The Challenge of Optimism

I am a recovering pessimist.

I have always had a tendency to assume that the worst-case scenario is likely to occur. I've been going through some personal relationship struggles, and I fell pretty quickly into a negative shame spiral. I'm realizing, however, that all this negativity has gotten me nowhere. I'm working on laughing at myself more and having more fun.

After all, as they say in Rocky Horror, time is fleeting.

I'm working on being the best person I can be, on moving beyond mediocrity. I need to take time to enjoy the little things - after all, even something inherently pointless (like building the tallest celery tower) can be fun in the moment.

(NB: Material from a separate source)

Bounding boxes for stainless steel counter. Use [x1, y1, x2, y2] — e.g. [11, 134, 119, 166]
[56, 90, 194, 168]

Maybe in some ways I've been so focused on trying to be successful in my professional and personal life that I'm missing the purpose of living in the first place.

I've been getting into positive psychology lately. It's funny, because I hated the psychology class I took in undergrad, but focusing on positive emotions is important to me right now. For anyone who's interested, I recommend this website: Authentic Happiness. It's the homepage of Dr. Martin Seligman, who founded positive psychology. It's all about awareness of self, of figuring out your own strengths and focusing on finding happiness.

I know this is different from what I usually post. At the same time, though, my critique of things I see going on around me has always been based on the idea that we all can do better. I know I'm sure as hell trying.

1 comment:

  1. working on the same thing. for quite some time now.